Journal editors quit in protest over ‘transphobic’ academic The Times 26.06.19
The original article is here.
Editors of an academic journal on disability have resigned in protest at an executive’s alleged transphobia.
A petition to remove Michele Moore, an academic at the University of Essex, from her post at the journal Disability and Society received more than 800 signatures, and four editors have resigned over her stance.
Professor Moore has written about trans issues and co-authored the book Transgender Children and Young People: Born in Your Own Body. She recently supported a letter to The Sunday Times criticising the role of the LGBT+ charity Stonewall in delivering a diversity and inclusion programme. Members of the journal’s editorial board claimed that an article by two Sheffield academics who advocate for trans rights was blocked from publication.

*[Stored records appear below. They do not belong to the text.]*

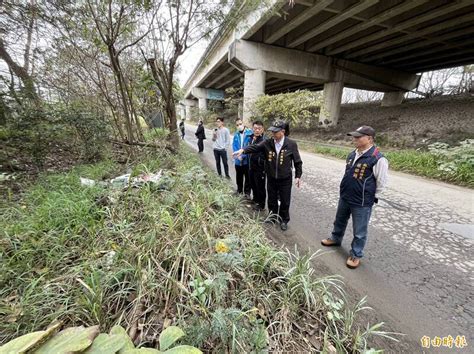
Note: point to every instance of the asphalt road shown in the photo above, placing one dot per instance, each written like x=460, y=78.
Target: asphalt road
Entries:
x=418, y=269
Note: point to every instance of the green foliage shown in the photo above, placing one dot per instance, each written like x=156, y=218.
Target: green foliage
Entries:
x=298, y=108
x=442, y=162
x=98, y=256
x=89, y=341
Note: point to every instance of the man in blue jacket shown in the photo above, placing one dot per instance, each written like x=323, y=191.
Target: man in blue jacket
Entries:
x=241, y=140
x=364, y=178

Phillippa Wiseman, a sociology research assistant at the University of Glasgow, claimed on Twitter that accepted submissions were removed because they disagreed with Professor Moore’s views.
She said: “That the journal is in any way associated with ideologies of discrimination and oppression is unacceptable and goes against the very heart of the disabled people’s movement. There is no justifiable narrative that allows for removing submissions that have been accepted because they are not in line with those of the executive editor.”
Disability and Society, which was founded in 1986, explores the rights and inclusion of disabled people. Its Current Issues section invites “interesting, controversial or even polemical” contributions of a less formal nature. Several editors said that a submission to this section exploring trans rights was accepted then later blocked.
Jen Slater, one of the article’s authors, tweeted: “After initial acceptance, Disability and Society refused to publish the piece in their Current Issues section, claiming that we aimed to cast disability studies in a bad light.”
Another academic, in a resignation letter posted to social media, said that she was concerned that Professor Moore’s supporters were using her position at the journal’s helm to bolster her credibility as an expert on transgender issues.
Angharad Beckett, of the University of Leeds, also wrote: “The journal has a long history of being a forum for debate — heated at times . . . I firmly believe it was a mistake not to publish that piece and allow such debate to take place.”
After the letter was published in The Sunday Times, Professor Moore told the newspaper: “Somebody has to say we will talk about the potential harm of transgenderism of children, as many with autism or other social learning problems are being caught up in this.”
Jessica Vivian, a director at Taylor & Francis, the journal’s publisher, said: “Having seen both the petition and social media discussion online, we are working with the journal’s editor and board to put into place a review of the journal’s editorial policies.
“This is to ensure that the publication process is inclusive and transparent at all stages, and set within a robust framework. Our focus remains on ensuring the journal continues to challenge, debate and publish research from across the full spectrum of views.”
Professor Moore failed to respond to request for comment.